Sementara, penerimaan kepabeanan dan cukai mencapai Rp269 triliun atau 125,1 persen dari target yang ditetapkan dalam APBN 2021 sebesar Rp215 triliun.
“Tahun lalu, (penerimaan) bea dan cukai mencapai Rp213 triliun dan relatif stabil, tapi tetap sedikit kontraktif, terutama untuk bea masuk dan keluarnya. Jadi kalau sekarang tumbuh 26,3 persen, itu adalah suatu recovery yang luar biasa,” kata Menkeu.
Di sisi lain, penerimaan negara bukan pajak (PNBP) telah mencapai Rp452 triliun atau 151,6 persen dari target APBN 2021 sebesar Rp298,2 triliun. Realisasi ini tumbuh 31,5 persen dibandingkan tahun 2020 yang sebesar Rp343,8 triliun.
“Jadi ini recoverynya sudah jauh melebihi kontraksi tahun lalu. Jangan lupa tahun ini kita masih ada Covid dan capaian ini juga lebih tinggi dari tahun 2019 pre-Covid level,” ujar Menkeu.
Kinerja APBN 2021 yang semakin baik menjadi sinyal positif berlanjutnya pemulihan ekonomi yang semakin kuat di tahun 2022. APBN akan terus melanjutkan perannya untuk melindungi keselamatan masyarakat sekaligus sebagai motor pengungkit pemulihan ekonomi.

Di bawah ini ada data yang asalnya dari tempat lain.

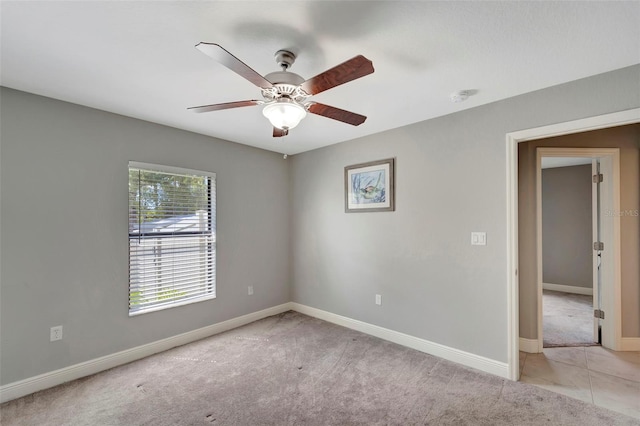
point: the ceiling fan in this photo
(286, 94)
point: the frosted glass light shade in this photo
(284, 114)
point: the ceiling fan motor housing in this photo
(284, 84)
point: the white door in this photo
(605, 259)
(597, 253)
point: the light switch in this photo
(478, 238)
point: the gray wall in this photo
(627, 139)
(64, 231)
(450, 181)
(567, 254)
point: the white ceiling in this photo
(138, 58)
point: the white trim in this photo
(455, 355)
(169, 169)
(588, 291)
(43, 381)
(530, 346)
(610, 291)
(630, 344)
(512, 139)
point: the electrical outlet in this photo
(55, 333)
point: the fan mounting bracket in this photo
(285, 58)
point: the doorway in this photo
(513, 184)
(605, 263)
(571, 199)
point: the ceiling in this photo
(138, 58)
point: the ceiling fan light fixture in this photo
(284, 114)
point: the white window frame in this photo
(210, 239)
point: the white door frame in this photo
(612, 326)
(512, 139)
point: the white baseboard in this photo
(568, 288)
(43, 381)
(455, 355)
(531, 346)
(47, 380)
(630, 344)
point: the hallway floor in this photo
(567, 319)
(591, 374)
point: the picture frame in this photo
(370, 187)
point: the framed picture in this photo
(369, 187)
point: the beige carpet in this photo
(567, 319)
(291, 369)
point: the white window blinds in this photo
(172, 238)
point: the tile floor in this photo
(592, 374)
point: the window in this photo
(172, 237)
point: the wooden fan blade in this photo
(227, 105)
(277, 133)
(347, 71)
(218, 53)
(336, 114)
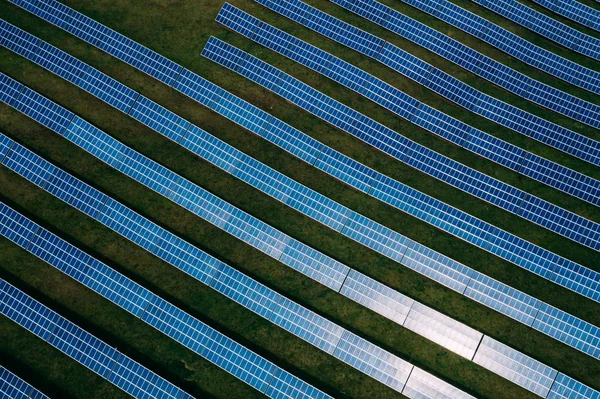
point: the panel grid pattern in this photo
(487, 31)
(479, 64)
(575, 11)
(545, 26)
(83, 347)
(389, 243)
(502, 244)
(11, 386)
(290, 316)
(135, 299)
(421, 72)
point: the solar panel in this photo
(515, 366)
(83, 347)
(473, 61)
(377, 297)
(443, 330)
(504, 40)
(135, 299)
(575, 11)
(422, 255)
(422, 385)
(418, 255)
(11, 386)
(307, 325)
(503, 244)
(546, 26)
(296, 319)
(373, 361)
(556, 323)
(175, 323)
(567, 388)
(414, 68)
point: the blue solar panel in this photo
(513, 44)
(569, 329)
(95, 141)
(12, 387)
(43, 110)
(10, 90)
(132, 297)
(546, 26)
(377, 297)
(76, 193)
(307, 325)
(428, 257)
(296, 319)
(28, 165)
(15, 227)
(128, 223)
(502, 244)
(420, 258)
(18, 40)
(186, 257)
(469, 59)
(245, 291)
(166, 123)
(502, 298)
(567, 388)
(575, 11)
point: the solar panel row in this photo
(575, 11)
(411, 381)
(227, 354)
(417, 317)
(386, 95)
(546, 26)
(487, 237)
(83, 347)
(479, 287)
(479, 64)
(423, 73)
(528, 206)
(312, 263)
(320, 332)
(492, 34)
(11, 387)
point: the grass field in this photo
(179, 30)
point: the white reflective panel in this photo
(383, 366)
(515, 366)
(422, 385)
(443, 330)
(377, 297)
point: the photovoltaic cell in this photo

Di sisi lain perlu diingat dan dicermati bahwa sejumlah kebijakan Menteri Keuangan Sri Mulyani Indrawati akan memicu kenaikan harga barang dan jasa pada 2022. Hal ini dikhawatirkan bisa menahan pemulihan ekonomi karena mengganggu daya beli masyarakat. Kenaikan harga akan sangat memberatkan masyarakat yang belum pulih dari tekanan ekonomi. Pengangguran masih membayang, banyak usaha juga belum bergerak lagi.
"Kebijakan terkait administered price akan dilakukan hati-hati. Karena tujuan kita pemulihan ekonomi, yakni konsumsi, ekspor impor dan lain-lain. Sementara situasi covid tidak pasti," ungkapnya dalam konferensi pers APBN Kita, Senin (3/1/2022)
Sejumlah kebijakan yang mendorong kenaikan pendapatan negara telah diluncurkan adalah kenaikan cukai hasil tembakau (CHT) dengan rata-rata 12%. Meski diberlakukan per 1 Januari 2022 akan tetapi perusahaan rokok belum ada yang berani melakukan penyesuaian.
Yang paling mendapat sorotan adalah kenaikan Pajak Pertambahan Nilai (PPN), dimana 1 April 2022 akan naik menjadi 11%. Pengaruh kebijakan ini sangat besar karena berlaku di hampir semua jenis barang, kecuali sembako, jasa pendidikan, kesehatan dan beberapa kelompok yang sangat dibutuhkan masyarakat umum. Setiap kebijakan mengandung konsekuensi. Tinggal Pemerintah yang harus jeli melihat untung ruginya bagi perekonomian nasional.